= 1936 Panamanian general election =

General elections were held in Panama on 7 June 1936, electing both a new President of the Republic and a new National Assembly.

According to Thomas L. Pearcy, "Instead of supporting the candidate of his own Liberal Doctrinaire Party (Domingo Díaz Arosemena), the President Harmodio Arias Madrid supported Juan Demóstenes Arosemena Barreati, his minister of foreign relations. Arosemena continued to function as part of the administration throughout his campaign. With President Harmodio Arias as his political patron, Arosemena stuck to his controversial (and unconstitutional) candidacy.
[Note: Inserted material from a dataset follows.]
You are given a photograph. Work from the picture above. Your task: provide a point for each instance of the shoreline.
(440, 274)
On election day, the administration distributed duplicate 'cédulas' (voter registration cards), destroyed ballot boxes, detained opposing members of the electoral board, and concocted 'el paquetazo de Veraguas'. The result was a high voter turnout that exceeded all predictions – and possibilities – and brought Arosemena to the presidency despite his constitutional ineligibility."

==Results==
===President===

Candidate: Party or alliance; Votes; %
Juan Demóstenes Arosemena; National Coalition; National Revolutionary Party; 41,747; 46.91
Chiarista Liberal Party
Conservative Party
Domingo Díaz Arosemena; Popular Front; Liberal Doctrinaire Party; 39,982; 44.93
Liberal Renewal Party
Liberal Democratic Party
Socialist Party
Belisario Porras Barahona; United Liberal Party; 7,268; 8.17
Total: 88,997; 100.00
Source: The New International Year Book for the Year

===National Assembly===

Party or alliance: Seats
National Coalition; National Revolutionary Party; 9
Chiarista Liberal Party; 7
Conservative Party; 2
Popular Front; Liberal Doctrinaire Party; 8
Liberal Democratic Party; 4
Socialist Party; 1
Liberal Renewal Party; 0
United Liberal Party; 1
Total: 32
Source: Political Handbook of the World

==Aftermath==
President Arosemena died on 16 December 1939 and was briefly succeeded by Ezequiel Fernández Jaén who was his second vice-president while the first one, Augusto Samuel Boyd, left Washington where he was acting as Panamanian ambassador, came to Panama.